Berkata Imam Ahmad: “hukumnya pada laki-laki lebih ditekankan, karena laki-laki apabila tidak berkhitan, maka kulit tersebut membungkus  pucuk kemaluan, dan tidaklah bersih apa-apa yang ada disekitar kulit tersebut. Adapun pada perempuan,maka perkaranya gampang”,…”.
Kemudian beliau –Ibnu Qudamah- rohimahulloh berkata: “Dan disyari’atkan juga khitan bagi perempuan, berkata Abu ‘Abdillah (Imam ahmad): ” Hadits Nabi shollallohu ‘alaihi wa sallam:
«إذَا الْتَقَى الْخِتَانَانِ وَجَبَ الْغُسْلُ»
“apabila dua khitan bertemu, maka diwajibkan mandi”. (HR.Muslim 349 dan lafaz ini dari riwayat Ibnu Majah 608, lihat Silsilah Ashohihah karya Imam Al-albani rohimahulloh 1261)

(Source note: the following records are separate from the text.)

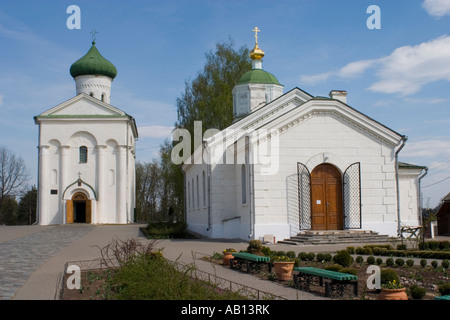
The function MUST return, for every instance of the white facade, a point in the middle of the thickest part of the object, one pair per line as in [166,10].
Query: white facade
[287,139]
[105,180]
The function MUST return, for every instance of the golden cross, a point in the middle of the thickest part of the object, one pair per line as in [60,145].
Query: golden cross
[256,30]
[93,32]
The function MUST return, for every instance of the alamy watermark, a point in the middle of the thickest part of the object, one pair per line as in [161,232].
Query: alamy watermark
[229,146]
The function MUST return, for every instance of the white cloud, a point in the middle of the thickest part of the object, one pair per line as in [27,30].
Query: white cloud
[155,131]
[437,8]
[432,148]
[355,69]
[406,70]
[317,78]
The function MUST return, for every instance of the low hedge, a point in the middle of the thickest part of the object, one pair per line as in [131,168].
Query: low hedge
[384,251]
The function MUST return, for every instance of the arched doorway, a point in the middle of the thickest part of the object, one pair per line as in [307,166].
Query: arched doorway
[326,198]
[79,209]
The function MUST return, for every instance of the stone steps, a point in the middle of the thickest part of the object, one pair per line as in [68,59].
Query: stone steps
[336,237]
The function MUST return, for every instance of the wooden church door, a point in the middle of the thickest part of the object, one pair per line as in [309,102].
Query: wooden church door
[326,198]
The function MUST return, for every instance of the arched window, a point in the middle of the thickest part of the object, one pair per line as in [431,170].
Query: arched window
[193,190]
[204,188]
[189,195]
[244,184]
[83,154]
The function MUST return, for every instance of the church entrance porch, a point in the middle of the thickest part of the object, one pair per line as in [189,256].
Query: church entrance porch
[79,209]
[326,198]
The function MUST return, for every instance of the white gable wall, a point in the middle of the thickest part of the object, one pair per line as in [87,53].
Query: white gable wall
[324,138]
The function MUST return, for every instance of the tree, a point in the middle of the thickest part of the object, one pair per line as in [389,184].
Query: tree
[13,178]
[208,98]
[148,190]
[26,213]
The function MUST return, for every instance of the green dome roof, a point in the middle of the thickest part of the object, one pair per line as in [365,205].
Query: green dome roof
[258,76]
[93,63]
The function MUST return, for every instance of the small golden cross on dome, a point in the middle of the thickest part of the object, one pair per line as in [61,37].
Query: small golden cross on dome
[256,30]
[93,33]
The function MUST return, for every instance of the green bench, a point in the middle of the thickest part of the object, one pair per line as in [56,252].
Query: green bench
[249,260]
[336,281]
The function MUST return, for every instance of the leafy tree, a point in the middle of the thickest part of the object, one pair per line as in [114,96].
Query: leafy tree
[208,98]
[13,178]
[26,213]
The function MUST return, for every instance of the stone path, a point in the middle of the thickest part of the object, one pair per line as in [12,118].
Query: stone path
[20,257]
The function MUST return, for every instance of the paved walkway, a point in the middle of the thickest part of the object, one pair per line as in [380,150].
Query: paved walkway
[32,258]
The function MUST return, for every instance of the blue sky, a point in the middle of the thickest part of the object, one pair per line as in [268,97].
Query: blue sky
[398,75]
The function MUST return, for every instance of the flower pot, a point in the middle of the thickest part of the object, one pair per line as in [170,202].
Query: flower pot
[393,294]
[283,269]
[226,258]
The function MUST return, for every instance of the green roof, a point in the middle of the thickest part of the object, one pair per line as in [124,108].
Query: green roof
[93,63]
[258,76]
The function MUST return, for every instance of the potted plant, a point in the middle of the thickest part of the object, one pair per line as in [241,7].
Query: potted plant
[391,288]
[283,267]
[227,255]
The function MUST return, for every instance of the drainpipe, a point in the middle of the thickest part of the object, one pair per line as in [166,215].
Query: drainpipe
[403,142]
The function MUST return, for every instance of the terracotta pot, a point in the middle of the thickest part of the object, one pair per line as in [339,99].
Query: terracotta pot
[393,294]
[284,269]
[226,258]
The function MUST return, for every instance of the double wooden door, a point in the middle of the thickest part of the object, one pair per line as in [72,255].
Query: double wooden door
[326,197]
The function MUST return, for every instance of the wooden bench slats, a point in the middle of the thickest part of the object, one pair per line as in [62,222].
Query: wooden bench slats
[326,273]
[250,256]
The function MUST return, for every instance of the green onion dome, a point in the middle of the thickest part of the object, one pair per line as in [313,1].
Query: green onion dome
[93,63]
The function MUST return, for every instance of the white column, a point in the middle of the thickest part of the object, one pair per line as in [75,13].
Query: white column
[101,182]
[63,182]
[122,186]
[44,185]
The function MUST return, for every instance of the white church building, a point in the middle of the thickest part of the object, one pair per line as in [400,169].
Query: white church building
[86,171]
[292,162]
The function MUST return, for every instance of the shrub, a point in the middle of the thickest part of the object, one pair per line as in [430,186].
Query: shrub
[255,247]
[388,275]
[371,260]
[400,262]
[444,289]
[410,262]
[390,262]
[334,267]
[291,254]
[280,253]
[343,258]
[310,256]
[350,271]
[266,251]
[423,263]
[351,250]
[323,257]
[417,292]
[302,256]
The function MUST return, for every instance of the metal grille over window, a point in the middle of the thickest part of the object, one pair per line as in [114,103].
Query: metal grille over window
[304,196]
[352,196]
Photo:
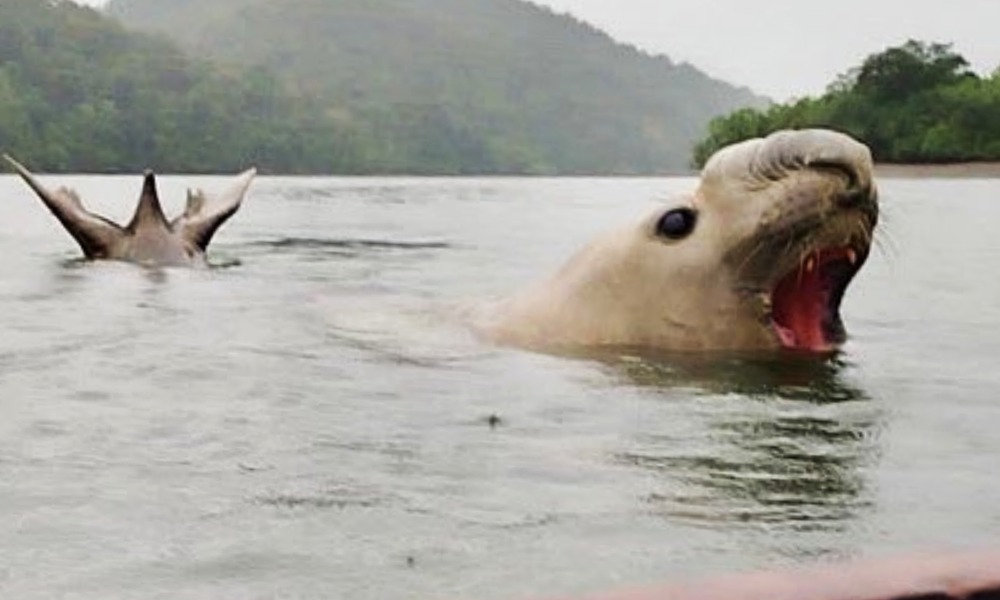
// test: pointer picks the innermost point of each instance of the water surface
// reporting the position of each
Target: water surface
(308, 421)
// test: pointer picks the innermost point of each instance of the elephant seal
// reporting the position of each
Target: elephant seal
(758, 257)
(149, 239)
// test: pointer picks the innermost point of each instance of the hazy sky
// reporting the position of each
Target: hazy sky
(786, 48)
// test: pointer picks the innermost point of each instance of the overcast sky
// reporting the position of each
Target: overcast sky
(789, 48)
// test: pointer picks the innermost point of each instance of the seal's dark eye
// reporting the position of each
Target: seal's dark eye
(677, 224)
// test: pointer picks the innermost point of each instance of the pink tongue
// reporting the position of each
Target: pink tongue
(799, 306)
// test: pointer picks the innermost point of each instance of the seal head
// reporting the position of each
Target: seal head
(758, 257)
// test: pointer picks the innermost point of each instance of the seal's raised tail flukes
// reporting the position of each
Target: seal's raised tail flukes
(205, 214)
(149, 238)
(98, 237)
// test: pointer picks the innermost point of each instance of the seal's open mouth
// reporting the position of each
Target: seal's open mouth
(805, 303)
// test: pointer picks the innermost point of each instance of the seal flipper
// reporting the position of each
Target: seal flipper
(203, 215)
(149, 212)
(96, 235)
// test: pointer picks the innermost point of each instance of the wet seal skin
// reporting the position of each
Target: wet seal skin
(149, 239)
(758, 257)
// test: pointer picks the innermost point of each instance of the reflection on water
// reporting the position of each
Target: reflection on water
(786, 441)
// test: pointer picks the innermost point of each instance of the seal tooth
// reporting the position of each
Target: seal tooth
(765, 308)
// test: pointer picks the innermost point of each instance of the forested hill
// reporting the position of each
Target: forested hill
(460, 86)
(80, 93)
(915, 103)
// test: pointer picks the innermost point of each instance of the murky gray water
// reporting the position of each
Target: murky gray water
(308, 422)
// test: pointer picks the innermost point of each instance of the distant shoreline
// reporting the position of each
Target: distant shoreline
(985, 170)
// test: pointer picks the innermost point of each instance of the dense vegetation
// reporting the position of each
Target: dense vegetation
(78, 92)
(460, 86)
(915, 103)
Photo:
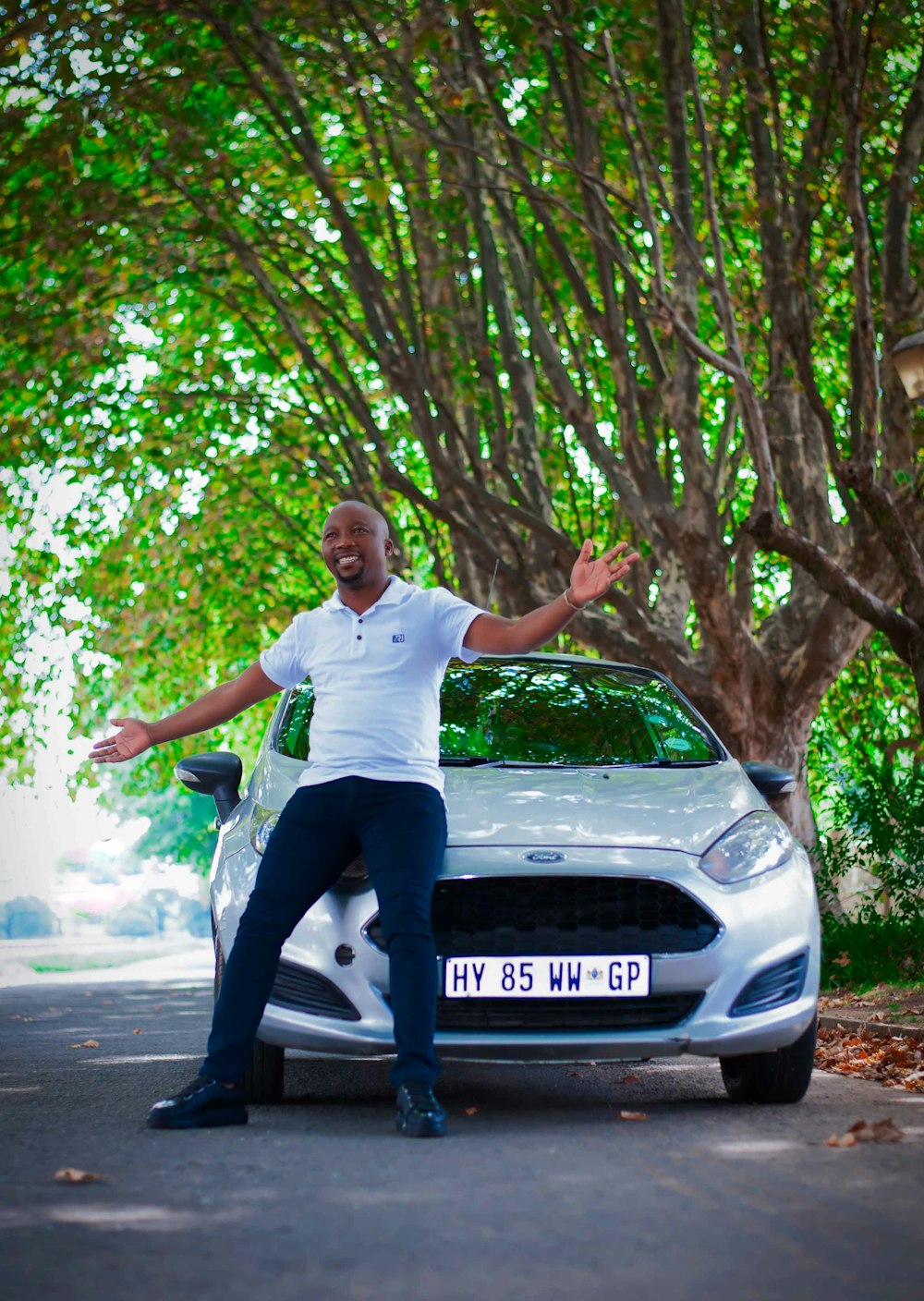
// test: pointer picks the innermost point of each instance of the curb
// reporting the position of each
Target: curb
(880, 1029)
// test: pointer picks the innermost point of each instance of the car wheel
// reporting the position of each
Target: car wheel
(263, 1080)
(780, 1076)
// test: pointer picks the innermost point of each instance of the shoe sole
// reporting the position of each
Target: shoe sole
(420, 1128)
(209, 1119)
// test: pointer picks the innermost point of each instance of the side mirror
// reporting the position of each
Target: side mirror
(770, 780)
(213, 774)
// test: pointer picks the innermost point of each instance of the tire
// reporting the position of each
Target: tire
(780, 1076)
(264, 1077)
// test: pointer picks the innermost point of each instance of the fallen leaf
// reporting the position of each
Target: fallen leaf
(862, 1131)
(885, 1131)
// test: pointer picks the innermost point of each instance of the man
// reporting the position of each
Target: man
(376, 653)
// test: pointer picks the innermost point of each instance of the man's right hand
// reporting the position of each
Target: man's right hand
(131, 740)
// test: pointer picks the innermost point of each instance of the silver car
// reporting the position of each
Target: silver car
(614, 887)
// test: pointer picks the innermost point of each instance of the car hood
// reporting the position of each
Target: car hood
(684, 809)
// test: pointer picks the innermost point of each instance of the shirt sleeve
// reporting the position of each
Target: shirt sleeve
(286, 661)
(453, 618)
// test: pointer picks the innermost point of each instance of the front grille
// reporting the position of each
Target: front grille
(772, 988)
(308, 991)
(508, 916)
(525, 1015)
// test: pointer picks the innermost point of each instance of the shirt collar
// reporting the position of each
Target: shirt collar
(395, 593)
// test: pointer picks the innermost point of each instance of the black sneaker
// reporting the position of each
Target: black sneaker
(419, 1115)
(201, 1105)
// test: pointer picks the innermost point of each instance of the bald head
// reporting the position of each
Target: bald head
(356, 548)
(360, 510)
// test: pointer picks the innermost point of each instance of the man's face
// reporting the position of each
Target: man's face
(356, 545)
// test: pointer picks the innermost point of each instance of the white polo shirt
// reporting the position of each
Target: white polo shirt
(376, 679)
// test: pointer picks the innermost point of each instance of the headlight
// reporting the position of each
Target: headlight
(261, 821)
(758, 844)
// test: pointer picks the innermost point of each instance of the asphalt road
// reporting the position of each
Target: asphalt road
(541, 1191)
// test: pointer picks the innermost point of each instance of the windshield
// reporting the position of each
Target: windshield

Di dalam hadits ini terdapat penjelasan bahwa perempuan dahulu berkhitan, dan hadits ‘Umar rodhiallohu ‘anhu: “sesungguhnya seorang wanita tukang khitan mengkhitan”, berkata Umar:
“أَبْقِي مِنْهُ شَيْئًا إذَا خَفَضْت”
“jika kamu memotongnya maka sisakan sebagian daripadanya”
Dan Alkhollal meriwayatkan dengan sanadnya dari Syaddad bin Aus rodhiallohu ‘anhu, berkata Rosululloh shollallohu ‘alaihi wa sallam:
«الْخِتَانُ سُنَّةٌ لِلرِّجَالِ، وَمَكْرُمَةٌ لِلنِّسَاءِ»
“Khitan adalah sunnah bagi laki-laki dan makrumah bagi perempuan”. (HR. Aththobaroni 7113, didho’ifkan oleh Syaikh Al-albani rohimahulloh di Silsilah Adho’ifah 1935)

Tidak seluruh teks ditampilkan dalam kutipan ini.